Ante el auditorio húngaro, el mandatario destacó que la inflación actual ronda el 30% interanual —un descenso marcado frente al 211,4% recibido en 2023—, pero admitió que el proceso de "exterminio" total de la suba de precios demandará más tiempo del previsto.
El pronóstico de alcanzar el 0% en agosto próximo quedó desplazado sin una explicación técnica oficial sobre el retraso.
Los datos de febrero de 2026 ubicaron la inflación en 32,4%, mostrando una resistencia a la baja tras nueve meses de variaciones marginales que habrían forzado este recalculo en el discurso oficial.
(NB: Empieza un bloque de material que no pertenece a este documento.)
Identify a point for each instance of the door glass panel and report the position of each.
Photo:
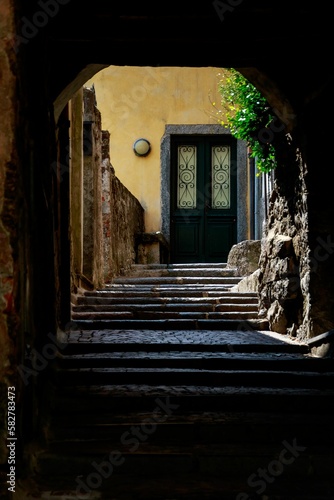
(221, 177)
(186, 177)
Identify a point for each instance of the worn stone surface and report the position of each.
(244, 257)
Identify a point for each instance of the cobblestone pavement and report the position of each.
(212, 337)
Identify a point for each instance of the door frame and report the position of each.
(241, 169)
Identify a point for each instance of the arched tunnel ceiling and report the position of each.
(283, 40)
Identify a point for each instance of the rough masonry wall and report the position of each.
(284, 262)
(122, 217)
(126, 223)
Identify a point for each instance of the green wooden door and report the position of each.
(203, 198)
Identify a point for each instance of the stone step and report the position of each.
(229, 280)
(156, 313)
(180, 272)
(176, 297)
(181, 323)
(195, 485)
(199, 376)
(200, 360)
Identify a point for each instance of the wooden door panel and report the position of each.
(220, 236)
(186, 236)
(203, 198)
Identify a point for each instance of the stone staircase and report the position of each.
(169, 387)
(170, 296)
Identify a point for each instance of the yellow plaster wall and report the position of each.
(138, 102)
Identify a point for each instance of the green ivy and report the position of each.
(248, 116)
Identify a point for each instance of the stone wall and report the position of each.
(123, 220)
(284, 263)
(111, 217)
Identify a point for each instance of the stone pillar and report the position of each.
(76, 189)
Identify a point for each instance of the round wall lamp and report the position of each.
(142, 147)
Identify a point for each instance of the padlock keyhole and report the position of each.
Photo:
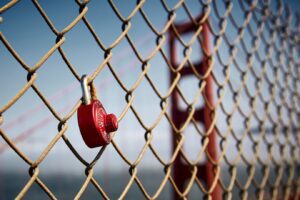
(111, 123)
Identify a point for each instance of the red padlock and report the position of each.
(94, 124)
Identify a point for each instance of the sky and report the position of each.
(29, 35)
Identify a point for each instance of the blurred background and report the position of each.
(30, 124)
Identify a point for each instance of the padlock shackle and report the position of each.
(86, 97)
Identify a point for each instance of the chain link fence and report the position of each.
(252, 55)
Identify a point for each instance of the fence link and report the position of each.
(249, 88)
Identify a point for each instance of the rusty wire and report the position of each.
(283, 60)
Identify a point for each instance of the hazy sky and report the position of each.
(30, 36)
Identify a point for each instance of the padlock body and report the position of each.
(91, 120)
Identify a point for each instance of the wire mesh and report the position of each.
(255, 70)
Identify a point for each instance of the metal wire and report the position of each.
(273, 49)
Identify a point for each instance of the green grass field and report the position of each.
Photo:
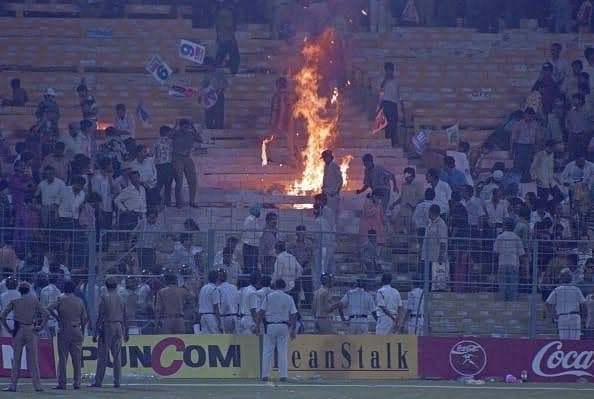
(233, 389)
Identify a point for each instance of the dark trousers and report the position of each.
(214, 117)
(391, 113)
(250, 258)
(165, 181)
(228, 47)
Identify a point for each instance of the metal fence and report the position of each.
(468, 292)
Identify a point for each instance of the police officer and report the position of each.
(110, 328)
(389, 306)
(71, 314)
(25, 309)
(169, 309)
(229, 303)
(359, 305)
(209, 302)
(248, 306)
(323, 307)
(278, 314)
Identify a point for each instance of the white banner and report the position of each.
(191, 51)
(159, 69)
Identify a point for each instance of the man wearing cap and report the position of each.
(183, 165)
(25, 311)
(323, 306)
(378, 179)
(250, 237)
(331, 183)
(523, 139)
(110, 328)
(542, 169)
(510, 250)
(48, 106)
(71, 314)
(169, 308)
(359, 305)
(567, 305)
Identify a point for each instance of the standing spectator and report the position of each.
(145, 165)
(302, 249)
(578, 125)
(226, 42)
(49, 190)
(567, 303)
(162, 150)
(523, 140)
(331, 183)
(542, 170)
(124, 122)
(183, 165)
(443, 192)
(389, 98)
(251, 239)
(378, 179)
(19, 95)
(267, 242)
(510, 250)
(131, 202)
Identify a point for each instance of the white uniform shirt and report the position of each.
(287, 268)
(69, 203)
(389, 297)
(50, 192)
(566, 299)
(229, 298)
(248, 300)
(278, 307)
(358, 302)
(208, 298)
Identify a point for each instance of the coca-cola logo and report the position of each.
(468, 358)
(552, 361)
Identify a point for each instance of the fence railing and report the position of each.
(468, 288)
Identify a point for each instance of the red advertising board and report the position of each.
(45, 355)
(543, 360)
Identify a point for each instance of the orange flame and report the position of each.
(320, 120)
(264, 154)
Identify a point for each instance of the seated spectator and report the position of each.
(124, 122)
(369, 255)
(19, 95)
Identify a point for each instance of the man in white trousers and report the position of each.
(278, 315)
(389, 307)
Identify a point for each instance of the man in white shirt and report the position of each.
(567, 303)
(49, 190)
(359, 305)
(510, 250)
(389, 307)
(145, 166)
(250, 237)
(288, 269)
(209, 302)
(124, 122)
(131, 202)
(248, 306)
(443, 192)
(279, 316)
(5, 298)
(229, 303)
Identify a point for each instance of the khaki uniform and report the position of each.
(169, 309)
(111, 323)
(25, 309)
(72, 317)
(321, 308)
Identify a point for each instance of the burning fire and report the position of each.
(264, 155)
(320, 119)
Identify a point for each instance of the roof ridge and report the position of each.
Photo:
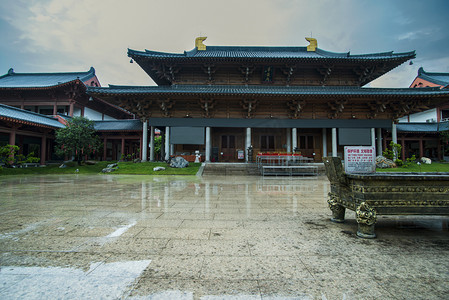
(12, 73)
(27, 111)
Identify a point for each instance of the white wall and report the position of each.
(421, 117)
(76, 112)
(95, 115)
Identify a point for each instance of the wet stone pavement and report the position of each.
(143, 237)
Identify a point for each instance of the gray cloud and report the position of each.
(72, 35)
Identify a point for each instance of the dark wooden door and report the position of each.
(228, 147)
(267, 143)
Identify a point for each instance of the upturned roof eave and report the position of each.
(190, 55)
(328, 92)
(61, 85)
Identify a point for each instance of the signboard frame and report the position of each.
(360, 159)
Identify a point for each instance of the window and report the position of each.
(306, 142)
(267, 142)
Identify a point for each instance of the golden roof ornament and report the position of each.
(199, 43)
(313, 44)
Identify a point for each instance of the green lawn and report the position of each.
(434, 167)
(145, 168)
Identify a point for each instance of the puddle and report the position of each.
(102, 281)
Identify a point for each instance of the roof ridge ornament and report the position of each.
(313, 44)
(199, 43)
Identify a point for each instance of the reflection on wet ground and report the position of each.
(143, 237)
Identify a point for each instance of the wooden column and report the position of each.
(105, 148)
(421, 147)
(151, 143)
(334, 142)
(294, 139)
(71, 109)
(324, 142)
(247, 143)
(122, 149)
(403, 148)
(43, 149)
(208, 144)
(144, 144)
(167, 143)
(12, 135)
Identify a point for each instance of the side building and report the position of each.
(419, 133)
(225, 100)
(33, 105)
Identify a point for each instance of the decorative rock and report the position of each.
(426, 160)
(179, 162)
(384, 163)
(108, 170)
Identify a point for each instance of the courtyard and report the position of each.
(216, 237)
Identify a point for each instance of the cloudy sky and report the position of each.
(73, 35)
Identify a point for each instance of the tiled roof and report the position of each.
(262, 90)
(118, 125)
(422, 127)
(267, 52)
(41, 80)
(23, 116)
(437, 78)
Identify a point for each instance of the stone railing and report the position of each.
(375, 194)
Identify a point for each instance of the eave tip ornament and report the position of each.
(313, 44)
(199, 43)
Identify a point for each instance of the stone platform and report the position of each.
(215, 237)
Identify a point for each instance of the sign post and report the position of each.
(360, 159)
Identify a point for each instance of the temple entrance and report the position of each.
(228, 147)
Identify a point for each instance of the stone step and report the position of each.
(230, 169)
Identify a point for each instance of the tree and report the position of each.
(77, 139)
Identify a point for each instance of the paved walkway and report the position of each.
(141, 237)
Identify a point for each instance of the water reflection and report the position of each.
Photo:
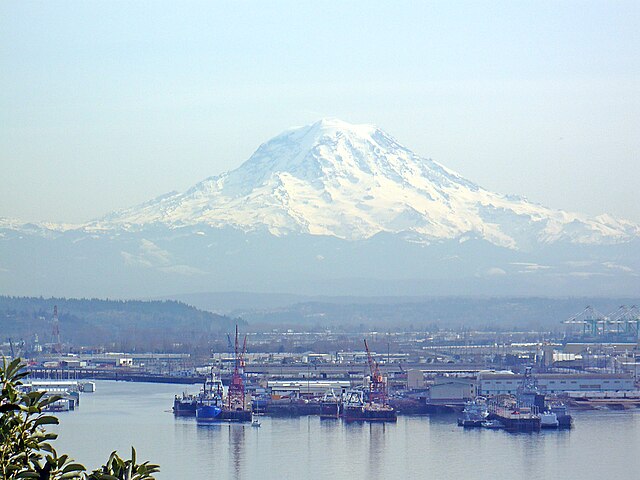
(376, 448)
(236, 445)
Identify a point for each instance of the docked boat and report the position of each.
(549, 420)
(236, 407)
(492, 424)
(330, 405)
(210, 394)
(356, 409)
(474, 414)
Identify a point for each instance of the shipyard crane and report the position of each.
(593, 322)
(55, 331)
(236, 395)
(378, 384)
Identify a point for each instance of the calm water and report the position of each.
(118, 415)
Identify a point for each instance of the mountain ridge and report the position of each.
(353, 181)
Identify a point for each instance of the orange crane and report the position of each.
(236, 395)
(378, 384)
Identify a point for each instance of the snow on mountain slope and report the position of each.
(353, 181)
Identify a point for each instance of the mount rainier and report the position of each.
(354, 181)
(330, 207)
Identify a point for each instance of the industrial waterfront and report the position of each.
(603, 444)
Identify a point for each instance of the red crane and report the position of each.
(236, 395)
(378, 384)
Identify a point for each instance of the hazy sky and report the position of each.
(107, 104)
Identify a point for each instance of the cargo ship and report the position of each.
(369, 404)
(236, 407)
(188, 404)
(475, 413)
(355, 408)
Alianza estratégica con Viktor Orbán
Más allá de lo económico, la visita a Hungría consolidó el eje geopolítico de Milei con el primer ministro Viktor Orbán. El presidente argentino aprovechó la plataforma de la Universidad Ludovika para profundizar su "batalla cultural":
Elogio a la soberanía: Reivindicó la política migratoria de Orbán, calificándola como un acto de "responsabilidad" frente a lo que considera la "decadencia de Occidente".
Crítica al modelo europeo: Apuntó contra el concepto de "Estado niñera", argumentando que el bienestarismo europeo conduce al estancamiento económico al priorizar la redistribución sobre el crecimiento.
La moral como política: Definió su gestión no solo como un plan económico, sino como una reforma moral que busca romper con la "corrección política" internacional.